To date, the modulation of Treg bioactivity in patients with GBS is primarily achieved through immunomodulators or pharmaceutical agents. In vitro, through the activation of anti-CD3 and anti-CD28 antibodies, IFN-γ induced CD4⁺CD25⁻ T cells from patients with GBS to generate CD4⁺CD25⁺ Tregs with heightened functional activity (Huang et al., 2009). Experimental autoimmune neuritis (EAN) is the most effective animal model of GBS. Some studies have indicated that atorvastatin, dexamethasone, and triptolide augment the quantity and function of CD4⁺CD25⁺Foxp3⁺ Tregs, thereby ameliorating EAN symptoms (Fagone et al., 2018; Shao, Fan & Tang, 2023; Xu et al., 2014). In several studies on adoptive transfer therapy using Tregs for animal experiments of GBS, ex vivo-induced and expanded rat polyclonal CD4⁺CD25⁺ Tregs were intravenously infused into the EAN model, leading to a significant reduction in sciatic nerve inflammatory cell infiltration and marked alleviation of myelin sheath and axonal damage (Wang, Cui & Qian, 2018). Building upon this research, Tran et al. (2020) reported that induced and cultured activated rat antigen-specific Tregs from the peripheral nerve myelin sheath and recombinant IL-2 were injected into the EAN, and demonstrated a notable reduction in clinical paralysis symptoms and degree of weight loss, along with accelerated disease recovery. Various animal experiments have provided a robust foundation for subsequent clinical trials (Table 1).

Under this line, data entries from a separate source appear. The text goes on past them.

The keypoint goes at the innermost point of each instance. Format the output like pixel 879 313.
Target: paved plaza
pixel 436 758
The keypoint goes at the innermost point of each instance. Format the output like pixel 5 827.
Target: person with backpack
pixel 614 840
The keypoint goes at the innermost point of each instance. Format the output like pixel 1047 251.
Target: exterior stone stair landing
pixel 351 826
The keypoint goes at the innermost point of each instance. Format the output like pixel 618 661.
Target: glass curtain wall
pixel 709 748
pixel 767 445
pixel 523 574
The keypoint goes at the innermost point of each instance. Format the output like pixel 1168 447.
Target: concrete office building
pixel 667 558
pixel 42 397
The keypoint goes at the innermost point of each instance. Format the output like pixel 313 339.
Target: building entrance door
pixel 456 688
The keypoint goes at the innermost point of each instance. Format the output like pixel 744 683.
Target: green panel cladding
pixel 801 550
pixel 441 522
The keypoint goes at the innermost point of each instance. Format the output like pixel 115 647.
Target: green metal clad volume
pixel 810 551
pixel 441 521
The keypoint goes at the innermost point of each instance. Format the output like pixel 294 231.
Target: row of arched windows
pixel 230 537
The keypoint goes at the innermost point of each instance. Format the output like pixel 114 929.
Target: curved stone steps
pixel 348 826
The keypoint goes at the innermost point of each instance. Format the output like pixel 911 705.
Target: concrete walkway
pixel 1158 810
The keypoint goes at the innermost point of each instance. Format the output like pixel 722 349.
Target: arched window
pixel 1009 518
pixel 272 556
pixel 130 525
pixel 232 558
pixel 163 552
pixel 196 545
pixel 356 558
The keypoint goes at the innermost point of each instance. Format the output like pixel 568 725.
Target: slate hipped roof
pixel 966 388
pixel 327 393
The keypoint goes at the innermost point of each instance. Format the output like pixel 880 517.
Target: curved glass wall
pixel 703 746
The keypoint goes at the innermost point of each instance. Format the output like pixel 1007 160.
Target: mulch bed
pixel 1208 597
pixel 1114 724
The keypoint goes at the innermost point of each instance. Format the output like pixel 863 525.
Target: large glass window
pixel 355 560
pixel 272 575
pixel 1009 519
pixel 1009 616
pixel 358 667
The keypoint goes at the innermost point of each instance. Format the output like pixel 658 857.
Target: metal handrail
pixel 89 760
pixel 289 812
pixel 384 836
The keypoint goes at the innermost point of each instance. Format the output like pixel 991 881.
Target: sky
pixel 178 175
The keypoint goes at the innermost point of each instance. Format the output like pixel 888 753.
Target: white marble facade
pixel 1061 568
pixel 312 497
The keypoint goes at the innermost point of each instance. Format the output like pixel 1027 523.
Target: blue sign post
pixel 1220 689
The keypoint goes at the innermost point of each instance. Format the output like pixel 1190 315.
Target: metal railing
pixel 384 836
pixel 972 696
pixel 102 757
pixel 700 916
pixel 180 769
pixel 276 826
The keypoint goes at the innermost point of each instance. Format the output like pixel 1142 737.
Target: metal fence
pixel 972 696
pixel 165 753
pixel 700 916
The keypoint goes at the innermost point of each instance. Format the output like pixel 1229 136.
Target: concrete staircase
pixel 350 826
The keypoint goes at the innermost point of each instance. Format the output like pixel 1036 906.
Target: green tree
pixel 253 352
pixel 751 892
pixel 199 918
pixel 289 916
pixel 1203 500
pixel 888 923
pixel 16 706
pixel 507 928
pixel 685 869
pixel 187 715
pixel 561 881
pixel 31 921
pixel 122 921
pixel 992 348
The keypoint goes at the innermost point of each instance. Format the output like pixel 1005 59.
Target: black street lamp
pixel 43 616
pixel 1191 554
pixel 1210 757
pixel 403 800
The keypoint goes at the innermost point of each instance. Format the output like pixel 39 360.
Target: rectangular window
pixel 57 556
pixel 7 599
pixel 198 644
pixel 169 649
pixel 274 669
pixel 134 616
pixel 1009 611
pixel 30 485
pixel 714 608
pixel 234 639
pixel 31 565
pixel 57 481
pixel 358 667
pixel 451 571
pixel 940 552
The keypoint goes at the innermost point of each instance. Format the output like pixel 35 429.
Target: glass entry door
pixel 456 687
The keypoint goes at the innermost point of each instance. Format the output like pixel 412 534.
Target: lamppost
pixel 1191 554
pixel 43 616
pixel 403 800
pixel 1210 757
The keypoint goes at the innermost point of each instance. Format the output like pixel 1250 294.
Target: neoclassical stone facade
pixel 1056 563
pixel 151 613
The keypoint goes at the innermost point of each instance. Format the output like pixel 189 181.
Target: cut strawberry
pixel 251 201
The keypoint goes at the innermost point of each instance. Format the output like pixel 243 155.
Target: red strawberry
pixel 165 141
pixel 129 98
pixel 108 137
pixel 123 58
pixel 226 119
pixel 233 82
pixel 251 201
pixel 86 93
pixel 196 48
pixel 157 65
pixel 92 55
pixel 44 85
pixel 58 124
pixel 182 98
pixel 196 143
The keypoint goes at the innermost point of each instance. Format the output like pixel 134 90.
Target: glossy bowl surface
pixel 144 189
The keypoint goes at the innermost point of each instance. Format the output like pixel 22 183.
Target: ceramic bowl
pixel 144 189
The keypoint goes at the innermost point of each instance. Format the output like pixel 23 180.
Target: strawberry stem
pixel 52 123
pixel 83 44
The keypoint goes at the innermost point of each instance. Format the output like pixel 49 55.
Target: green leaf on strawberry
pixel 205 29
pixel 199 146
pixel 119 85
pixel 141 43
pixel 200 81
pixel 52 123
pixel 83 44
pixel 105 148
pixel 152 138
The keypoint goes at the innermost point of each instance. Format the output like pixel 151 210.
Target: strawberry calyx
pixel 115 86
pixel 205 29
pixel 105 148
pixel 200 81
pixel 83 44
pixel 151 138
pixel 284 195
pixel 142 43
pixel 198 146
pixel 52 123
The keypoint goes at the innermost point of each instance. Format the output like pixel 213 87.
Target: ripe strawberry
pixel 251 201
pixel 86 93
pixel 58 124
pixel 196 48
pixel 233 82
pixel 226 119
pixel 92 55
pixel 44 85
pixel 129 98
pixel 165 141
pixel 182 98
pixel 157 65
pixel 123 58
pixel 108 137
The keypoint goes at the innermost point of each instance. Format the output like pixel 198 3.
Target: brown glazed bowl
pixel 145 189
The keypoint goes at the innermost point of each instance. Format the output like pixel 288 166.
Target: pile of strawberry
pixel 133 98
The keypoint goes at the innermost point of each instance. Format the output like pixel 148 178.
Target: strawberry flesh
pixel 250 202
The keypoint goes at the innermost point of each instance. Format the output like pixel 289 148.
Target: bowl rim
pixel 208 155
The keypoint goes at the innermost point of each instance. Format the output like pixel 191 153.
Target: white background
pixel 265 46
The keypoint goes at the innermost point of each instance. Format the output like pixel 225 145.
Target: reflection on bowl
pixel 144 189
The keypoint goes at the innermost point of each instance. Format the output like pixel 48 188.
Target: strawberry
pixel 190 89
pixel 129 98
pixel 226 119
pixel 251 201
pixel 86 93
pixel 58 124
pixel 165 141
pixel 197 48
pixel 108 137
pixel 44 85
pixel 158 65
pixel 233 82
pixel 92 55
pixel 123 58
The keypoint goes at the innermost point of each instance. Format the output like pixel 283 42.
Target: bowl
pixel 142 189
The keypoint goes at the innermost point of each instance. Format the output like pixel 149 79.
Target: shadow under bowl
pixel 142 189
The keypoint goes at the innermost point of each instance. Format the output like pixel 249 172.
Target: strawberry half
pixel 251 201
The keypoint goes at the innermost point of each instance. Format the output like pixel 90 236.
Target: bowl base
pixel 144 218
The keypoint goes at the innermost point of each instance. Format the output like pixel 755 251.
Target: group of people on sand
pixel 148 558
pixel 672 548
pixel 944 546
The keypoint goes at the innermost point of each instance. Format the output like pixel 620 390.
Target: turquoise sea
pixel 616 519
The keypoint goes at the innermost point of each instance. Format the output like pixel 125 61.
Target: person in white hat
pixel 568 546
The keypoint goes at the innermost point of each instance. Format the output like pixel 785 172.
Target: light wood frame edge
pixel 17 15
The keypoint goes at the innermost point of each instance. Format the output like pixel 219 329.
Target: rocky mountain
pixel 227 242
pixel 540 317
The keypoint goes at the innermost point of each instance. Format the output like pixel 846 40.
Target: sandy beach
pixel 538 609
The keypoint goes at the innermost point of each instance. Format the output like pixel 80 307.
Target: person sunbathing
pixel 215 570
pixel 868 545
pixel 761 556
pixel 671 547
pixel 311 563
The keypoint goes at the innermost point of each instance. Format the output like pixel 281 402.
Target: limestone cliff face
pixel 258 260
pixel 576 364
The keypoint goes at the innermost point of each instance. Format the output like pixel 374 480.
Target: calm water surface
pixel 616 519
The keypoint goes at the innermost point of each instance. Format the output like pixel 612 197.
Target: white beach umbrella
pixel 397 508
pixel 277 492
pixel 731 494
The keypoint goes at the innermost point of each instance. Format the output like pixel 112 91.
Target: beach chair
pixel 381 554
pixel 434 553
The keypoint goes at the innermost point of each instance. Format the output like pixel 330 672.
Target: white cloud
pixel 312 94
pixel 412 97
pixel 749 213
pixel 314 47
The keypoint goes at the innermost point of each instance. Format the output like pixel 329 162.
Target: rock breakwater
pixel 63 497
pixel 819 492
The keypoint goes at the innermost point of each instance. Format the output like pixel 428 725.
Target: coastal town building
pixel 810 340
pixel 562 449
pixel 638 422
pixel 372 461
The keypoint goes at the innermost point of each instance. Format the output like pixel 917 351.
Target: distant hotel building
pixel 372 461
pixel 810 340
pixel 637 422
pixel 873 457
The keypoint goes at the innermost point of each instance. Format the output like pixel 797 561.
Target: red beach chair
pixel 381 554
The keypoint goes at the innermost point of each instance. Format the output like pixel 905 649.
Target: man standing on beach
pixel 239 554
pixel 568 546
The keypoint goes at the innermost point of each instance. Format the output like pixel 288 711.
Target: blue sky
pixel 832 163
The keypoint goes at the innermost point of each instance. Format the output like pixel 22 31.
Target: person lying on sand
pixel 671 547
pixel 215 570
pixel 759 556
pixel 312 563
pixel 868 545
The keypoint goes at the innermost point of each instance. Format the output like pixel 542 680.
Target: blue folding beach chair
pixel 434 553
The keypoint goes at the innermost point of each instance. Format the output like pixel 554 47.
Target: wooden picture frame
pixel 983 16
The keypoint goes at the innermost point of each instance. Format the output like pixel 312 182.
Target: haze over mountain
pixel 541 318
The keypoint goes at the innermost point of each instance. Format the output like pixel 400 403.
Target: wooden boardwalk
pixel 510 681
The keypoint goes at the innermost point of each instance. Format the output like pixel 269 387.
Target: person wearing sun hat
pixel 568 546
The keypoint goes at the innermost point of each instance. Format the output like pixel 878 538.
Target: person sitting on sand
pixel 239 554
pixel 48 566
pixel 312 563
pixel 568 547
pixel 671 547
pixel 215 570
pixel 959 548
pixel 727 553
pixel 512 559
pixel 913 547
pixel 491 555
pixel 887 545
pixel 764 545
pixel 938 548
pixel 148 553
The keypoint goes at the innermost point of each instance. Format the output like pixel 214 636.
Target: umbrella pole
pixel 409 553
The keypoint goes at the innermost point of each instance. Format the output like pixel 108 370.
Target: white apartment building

Neuromyelitis optica spectrum disorders

Currently, studies on Tregs therapy for NMOSD are scarce. In an animal experiment, adoptive transfer of Tregs attenuated brain damage in a mouse NMOSD model; reduced macrophage, neutrophil, and T-cell infiltration; and suppressed inflammatory responses by regulating the functional status of macrophages/microglia and reducing chemokines and proinflammatory factors (Table 1) (Ma et al., 2021). The clinical potential of Treg therapy for NMOSD is worth investigating.